In the United States, Reg Grundy Productions was headquartered in west Los Angeles, near Century City, and was responsible for launching the career of television and talent agent entrepreneur Sean Perry, whose father Jim Perry, hosted Sale of the Century.

Pearson’s acquisition of the Mark Goodson library would bring its classic game shows such as The Price Is Right and Family Feud under the same umbrella as those of Grundy.

==United Kingdom==
Reg Grundy Productions opened up a UK branch in 1975 known as "Reg Grundy Productions (G.B.) Limited".

The UK branch begin producing in 1987 and produced two big BBC programmes – Going for Gold and Small Talk.
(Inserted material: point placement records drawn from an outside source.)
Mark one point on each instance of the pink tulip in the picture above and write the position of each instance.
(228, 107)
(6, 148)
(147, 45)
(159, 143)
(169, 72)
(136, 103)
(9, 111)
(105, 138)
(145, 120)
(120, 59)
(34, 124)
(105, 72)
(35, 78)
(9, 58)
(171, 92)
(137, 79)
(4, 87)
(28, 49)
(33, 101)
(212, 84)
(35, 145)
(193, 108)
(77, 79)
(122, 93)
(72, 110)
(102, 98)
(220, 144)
They also produced three cult shows for ITV called Keynotes, Celebrity Squares and Man O Man.

In 1997, Grundy UK began producing a majority of Channel 5's launch programmes, producing shows such as 100%, Whittle, Night Fever, Fort Boyard, Win Beadle's Money, One to Win (a revival of Going for Gold), Greed and The Desert Forges.

In 1999, the existing programmes produced by Pearson Television subsidiary Fremantle (UK) Productions were moved to Grundy UK, which included the two Bruce Forsyth game shows such as Play Your Cards Right and The Price Is Right as well as a Tim Clark game show called Give Us a Clue, a Michael Barrymore game show called Strike It Lucky, a Paul O'Grady game show called Lily Savage's Blankety Blank, a Dale Winton game show called Dale's Supermarket Sweep and Liza Tarbuck's version of Blockbusters.

By 2006, all remaining shows produced under the Grundy name were transitioned off to Talkback Thames.